Equipos de Gestión Compartida (ECG): una experiencia sobre la participación real y efectiva de las personas usuarias en nuestros servicios (por Ana I. Pérez Zabalza, Arantza Hdez. Echarren, Cristina Monreal Güillorme y Silvia Mateo Asín)

Introducción

Desde la reforma psiquiátrica y la desinstitucionalización a principios de los años 80 se han producido importantes cambios en los modelos de atención a la Salud Mental, desde un enfoque comunitario y de protección de los derechos civiles de la persona.

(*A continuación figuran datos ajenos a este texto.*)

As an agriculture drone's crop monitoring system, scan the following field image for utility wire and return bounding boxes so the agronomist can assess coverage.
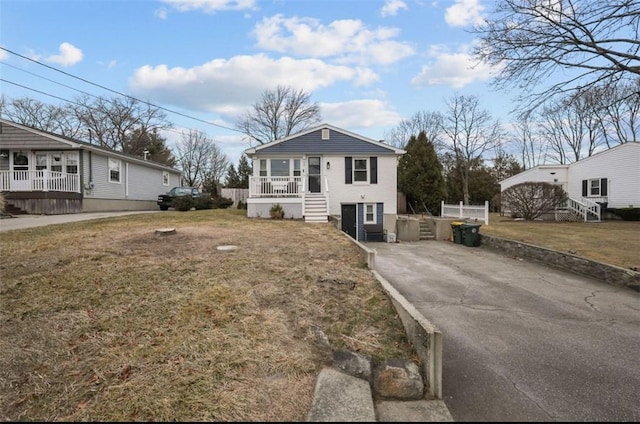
[0,77,228,141]
[0,46,244,134]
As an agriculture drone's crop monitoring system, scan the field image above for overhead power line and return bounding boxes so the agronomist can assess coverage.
[0,46,244,134]
[0,78,228,139]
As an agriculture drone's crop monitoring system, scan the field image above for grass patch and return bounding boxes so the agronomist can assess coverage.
[480,214,640,270]
[0,209,415,421]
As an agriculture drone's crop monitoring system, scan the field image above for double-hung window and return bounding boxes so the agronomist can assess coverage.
[344,156,378,184]
[364,203,378,224]
[109,158,122,183]
[582,178,607,197]
[353,159,369,183]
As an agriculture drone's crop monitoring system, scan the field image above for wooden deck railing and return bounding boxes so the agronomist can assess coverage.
[0,170,80,193]
[249,177,304,197]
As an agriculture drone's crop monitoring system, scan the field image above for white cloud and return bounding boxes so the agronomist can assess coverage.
[46,43,83,66]
[380,0,409,17]
[163,0,256,14]
[129,54,377,119]
[254,15,414,65]
[444,0,484,27]
[154,7,169,21]
[320,100,402,129]
[411,46,497,89]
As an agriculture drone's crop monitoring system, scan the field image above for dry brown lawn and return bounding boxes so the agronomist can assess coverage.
[480,214,640,271]
[0,210,417,421]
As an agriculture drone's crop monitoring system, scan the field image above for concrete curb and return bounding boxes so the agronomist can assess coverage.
[344,233,442,399]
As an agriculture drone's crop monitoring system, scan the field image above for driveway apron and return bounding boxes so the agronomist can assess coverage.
[365,241,640,422]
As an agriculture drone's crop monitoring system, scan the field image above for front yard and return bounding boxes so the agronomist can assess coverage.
[0,209,415,422]
[480,213,640,271]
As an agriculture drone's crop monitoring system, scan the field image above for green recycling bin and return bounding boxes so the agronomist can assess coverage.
[460,224,480,247]
[451,221,464,244]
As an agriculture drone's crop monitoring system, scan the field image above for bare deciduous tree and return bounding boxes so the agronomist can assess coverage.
[472,0,640,109]
[385,111,443,152]
[2,96,82,138]
[501,182,567,220]
[73,96,172,154]
[540,89,604,164]
[236,86,320,145]
[176,130,229,187]
[442,93,504,205]
[513,115,546,169]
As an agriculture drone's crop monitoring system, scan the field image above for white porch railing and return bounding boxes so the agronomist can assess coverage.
[440,200,489,225]
[249,177,304,197]
[565,197,601,221]
[0,170,80,193]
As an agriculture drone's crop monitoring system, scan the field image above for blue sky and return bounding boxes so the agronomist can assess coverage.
[0,0,515,164]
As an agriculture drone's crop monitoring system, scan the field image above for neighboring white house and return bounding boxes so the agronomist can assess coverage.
[0,119,181,215]
[245,124,404,240]
[500,142,640,220]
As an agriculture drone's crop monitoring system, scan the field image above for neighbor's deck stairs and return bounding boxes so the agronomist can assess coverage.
[420,219,436,240]
[304,194,329,222]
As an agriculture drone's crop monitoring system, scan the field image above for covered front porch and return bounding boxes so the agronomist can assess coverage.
[247,176,330,222]
[0,169,81,193]
[0,170,82,215]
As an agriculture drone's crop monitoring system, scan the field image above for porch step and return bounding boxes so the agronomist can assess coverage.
[304,195,329,222]
[420,219,436,240]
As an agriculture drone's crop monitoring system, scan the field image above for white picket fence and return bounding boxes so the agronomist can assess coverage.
[440,200,489,225]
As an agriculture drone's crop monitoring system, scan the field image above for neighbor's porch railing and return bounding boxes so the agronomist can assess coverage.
[561,197,602,222]
[0,170,80,193]
[440,200,489,225]
[249,177,304,197]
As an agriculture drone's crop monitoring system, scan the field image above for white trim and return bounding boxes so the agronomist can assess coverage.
[362,203,378,224]
[107,157,123,184]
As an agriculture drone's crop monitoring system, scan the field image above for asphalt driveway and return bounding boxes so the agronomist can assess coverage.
[365,241,640,422]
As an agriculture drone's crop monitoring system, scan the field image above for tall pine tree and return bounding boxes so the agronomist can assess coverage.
[398,131,446,214]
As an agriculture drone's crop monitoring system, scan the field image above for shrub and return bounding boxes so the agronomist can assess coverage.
[613,208,640,221]
[502,182,567,220]
[171,196,194,212]
[269,203,284,219]
[213,197,233,209]
[193,194,213,210]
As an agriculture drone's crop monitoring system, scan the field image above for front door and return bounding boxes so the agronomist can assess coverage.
[342,205,358,240]
[307,156,322,193]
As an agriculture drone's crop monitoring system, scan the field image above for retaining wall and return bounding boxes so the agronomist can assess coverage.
[480,231,640,292]
[344,233,442,399]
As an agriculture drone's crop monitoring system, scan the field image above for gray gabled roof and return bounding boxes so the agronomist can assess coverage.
[245,124,405,156]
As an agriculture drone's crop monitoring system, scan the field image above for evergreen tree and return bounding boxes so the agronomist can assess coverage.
[238,153,253,188]
[398,131,446,214]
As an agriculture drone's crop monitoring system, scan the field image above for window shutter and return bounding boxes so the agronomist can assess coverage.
[344,156,353,184]
[369,156,378,184]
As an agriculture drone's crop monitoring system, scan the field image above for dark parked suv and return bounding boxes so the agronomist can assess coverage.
[157,187,201,211]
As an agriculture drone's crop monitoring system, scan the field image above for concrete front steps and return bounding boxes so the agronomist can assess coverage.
[304,194,329,222]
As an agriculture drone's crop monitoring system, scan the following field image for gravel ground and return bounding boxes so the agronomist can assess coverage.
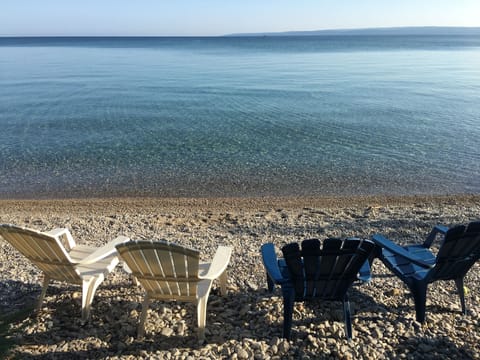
[0,196,480,359]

Sin embargo, dichos cambios han resultado insuficientes en algunos aspectos, de modo, que de manera general han seguido imperando modelos tradicionales de asistencia basados en posturas y actitudes paternalistas, así como un uso excesivo del autoritarismo (Gómez, 2009; Fernández de Sevilla & San Pío Tendero, 2014).

Bajo estos enfoques, el profesional es el experto y la persona con un diagnóstico de trastorno mental es el paciente pasivo, que carece de poder alguno para la toma de decisiones sobre su tratamiento y mucho menos sobre el funcionamiento de los servicios en los que es atendido (Cooke, 2014; OMS, 2010).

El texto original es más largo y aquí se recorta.